Dr. Marc Levitan researches tornadoes and hurricanes, their impacts, and mitigation in support of the National Windstorm Impact Reduction Program (NWIRP), a multiagency program whose purpose is to achieve major measurable reductions in the losses of life and property from windstorms. Dr. Levitan served as the first Director (Acting) of NWIRP, from 2015-2018. He was also the Lead Investigator for the National Construction Safety Team (NCST) Technical Investigation of the 2011 Joplin Tornado and for the NIST study of the 2013 Newcastle-Moore Oklahoma tornado. He currently leads implementation activities for many of the recommendations resulting from these tornado studies. Dr. Dr. Levitan served on FEMA’s Hurricane Maria Mitigation Assessment Team and is currently is a member of the NCST Technical Investigation of Hurricane Maria and its impacts on Puerto Rico. Within the Hurricane Maria Program, Dr. Levitan is characterizing the wind environment and studying the performance of critical facilities, such as hospitals, schools and shelters, under two NCST projects. He is also studying the causes of the loss of functionality and extended-duration outage of the wireless communication system under an NWIRP project.
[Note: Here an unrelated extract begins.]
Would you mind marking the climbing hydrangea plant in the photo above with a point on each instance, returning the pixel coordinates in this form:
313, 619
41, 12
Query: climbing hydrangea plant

Dr. Levitan leads much of NIST’s R&D to improve windstorm provisions in model buildings codes and standards, design guidance, and practices for the construction and rehabilitation of buildings, structures, and lifelines. Dr. Levitan chairs the International Code Council’s IS-STM committee updating the ICC/NSSA Standard on the Design and Construction of Storm Shelters, and chaired the committee that wrote the first edition of that Standard. An active member of the American Society of Civil Engineers (ASCE), Dr Levitan leads several important standards committees, including chairing the ASCE 7 Tornado Task Committee charged with developing tornado load provisions for incorporation into the ASCE/SEI 7-22 Standard for Minimum Design Loads and Associated Criteria for Buildings and Other Structures, and co-chairing the committee developing a national standard for wind speed estimation in tornadoes and other windstorms, which will include major improvements to the EF Scale. He previously chaired the committee that wrote the ASCE Guidelines for Wind Loads on Petrochemical and Other Industrial Facilities, and the National Infrastructure and Research Policy Committee.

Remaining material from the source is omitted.